I've ordered a Holmes edition from Troll and Toad, and am now eager to read it. Both from a historical vantage, to see how it differs from Moldvay, and from curiosity as to whether the interior layout and art look familiar.

Hurry up, post office!
June 19th, 2009 - 11:19 am | Comments (1) | PERMALINK

My Brother
Awesome. Just got an email from my brother that roundly contradicts what my mother said:

I am about 99.999% sure that the book second to last (left to right) is the one Mom had originally. As for what else exactly was in the box I don't recall. I think a single dice (die?) and a crayon plus maybe a few half eaten cookies. Not sure if the cookies were part of the original package or if we added them ourselves.

The book he's identifying here is the Moldvay book, circa 1981, the very same that seems so familiar to me.

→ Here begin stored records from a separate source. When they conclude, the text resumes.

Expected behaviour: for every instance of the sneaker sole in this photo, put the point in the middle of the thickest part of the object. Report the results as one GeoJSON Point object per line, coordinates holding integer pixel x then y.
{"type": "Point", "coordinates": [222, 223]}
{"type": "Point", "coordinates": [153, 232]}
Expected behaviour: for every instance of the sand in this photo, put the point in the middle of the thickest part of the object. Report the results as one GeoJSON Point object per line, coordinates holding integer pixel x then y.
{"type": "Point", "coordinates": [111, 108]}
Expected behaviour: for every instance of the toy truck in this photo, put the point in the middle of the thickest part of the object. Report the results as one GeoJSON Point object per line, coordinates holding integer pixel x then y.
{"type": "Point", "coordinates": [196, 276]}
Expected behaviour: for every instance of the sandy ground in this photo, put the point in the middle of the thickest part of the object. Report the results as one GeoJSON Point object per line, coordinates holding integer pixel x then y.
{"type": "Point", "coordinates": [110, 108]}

Based on that I'm pretty confident that we had a Moldvay set, not a Holmes. Makes me scratch my head though about this whole story of the birthday present from when my parents were separated.

Also, what happened to the other dice, and the copy of module B2 that should've been in that box? Apparently we inherited our inability to take better care of our stuff from my mother.
June 19th, 2009 - 01:01 pm | Comments (0) | PERMALINK

One More from Mark
Sent Mark my pictures of the Moldvay box set from this post. His response:

There is no doubt in my mind whatsoever that that is exactly the set that Mom had.

There you have it. I think that sounds pretty definitive that we were Moldvay era kids. It's funny to identify yourself as being from a 'generation' that barely lasted 3 years.

Anyway, hopefully that's the end of it. At least until Mom sends more email refuting everything once again.